185 F2d 582 Barker v. United States District Court in and for Southern Dist of California Central Division
185 F.2d 582
UNITED STATES DISTRICT COURT, IN AND FOR SOUTHERN DIST. OF
CALIFORNIA, CENTRAL DIVISION et al.
United States Court of Appeals
Nov. 27, 1950.
Larwill & Wolfe and Herbert C. Meade, all of Los Angeles, Cal., for petitioner.
Ernest A. Tolin, U.S. Atty., Clyde C. Downing and Bernard B. Laven, Asst. U.S. Atty., all of Los Angeles, Cal., for respondents.
Before STEPHENS, BONE and ORR, Circuit Judges.
ORR, Circuit Judge.
Petitioner seeks to involve the extraordinary remedy of a writ of prohibition to stay the hand of a District Court of the United States in a proceeding now before it. Under the circumstances of this case we conclude that the writ should not issue. A libel proceeding was brought in the United States District Court for the Southern District of California against the ship 'Adventure' by the Long Beach Marine Repair Company, a corporation, and pursuant to command of the United States District Court, the ship was attached by the United States Marshal.
While this libel proceeding was pending, petitioner Barker secured judgments in the Municipal Court of Los Angeles County and attempted to levy an attachment on the 'Adventure' in order to satisfy said judgments. It is claimed by Barker that the United States marshal had at that time lost custody of the ship because of his failure to retain possession thereof and that the attachment placed thereon by the officer acting under authority from the Municipal Court therefore was effective. It is also asserted that subsequently the officer claiming possession under and by authority of the levy of the attachment issued out of the Municipal Court was unlawfully dispossessed by the United States marshal and that he, said United States marshal, is proceeding with the sale of said vessel under an order of said United States Court. The sale not yet having been confirmed, petitioner seeks to prohibit further compliance with this order.

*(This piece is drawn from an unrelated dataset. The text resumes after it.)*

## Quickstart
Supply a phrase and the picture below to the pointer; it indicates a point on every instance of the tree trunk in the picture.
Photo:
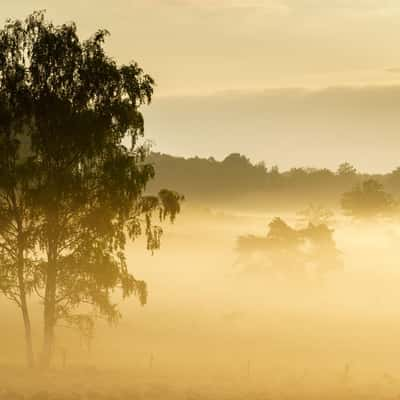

Petitioner, a stranger to the original action in the United States District Court, did not attempt to intervene therein, but appeared specially and objected to the District Court's jurisdiction over the vessel. The United States District Court entertained petitioner's motion and after a hearing denied it. The United States District Court clearly had jurisdiction of this cause originally.
Petitioner did not object to the jurisdiction at the outset and it appears that petitioner has other remedies. Such a situation makes the granting or refusal of the writ discretionary with us. The Supreme Court of the United States in the case of In re Rice, 155 U.S. 396, 402, 15 S.Ct. 149, 39 L.Ed. 198, held that an application by a stranger to an action, who has other remedies, does not present a proper case for the awarding of the writ of prohibition. See also, In re Alix, 166 U.S. 136, 17 S.Ct. 522, 41 L.Ed. 948.
Petitioner relies on the case of Ex Parte Republic of Peru, 318 U.S. 578, 63 S.Ct. 793, 799, 87 L.Ed. 1014. The instant case differs from the Peru case in that this petition is made by a stranger to this action, and a yielding of the judiciary to the executive branch of the government because of an 'overriding principle of substantive law' is not involved. 'Mandamus, prohibition and injunction against judges are drastic and extraordinary remedies * * * (and) are reserved for really extraordinary causes.' Ex Parte Fahey, 332 U.S. 258, 67 S.Ct. 1558, 1559, 91 L.Ed. 2041. Petitioner concedes this rule but insists that his situation is 'extraordinary' in that he has no other adequate remedy since the proceeds of the 'forced' sale, even if ultimately turned over to him pursuant to Admiralty Rule 42, 28 U.S.C.A., would be substantially less than the amount petitioner could realize on a selective sale. It seems petitioner could have intervened in the proceedings below, as an interested party, to prevent the sale. See Admiralty Rule 34. The complex questions of petitioner's interest in the ship could then have been tried out in that court and the finding, if adverse, could have been appealed. The extraordinary legal remedies cannot be used to circumvent the established procedure for bringing a controversy before an appellate tribunal. Cf. Roche v. Evaporated Milk Ass'n, 1943, 319 U.S. 21, 27-31, 63 S.Ct. 938, 87 L.Ed. 1185. Moreover, petitioner may have an adequate remedy by replevin. We express no opinion thereon but consider that probability in connection with other facts and circumstances of the case in reaching our conclusion not to issue the writ.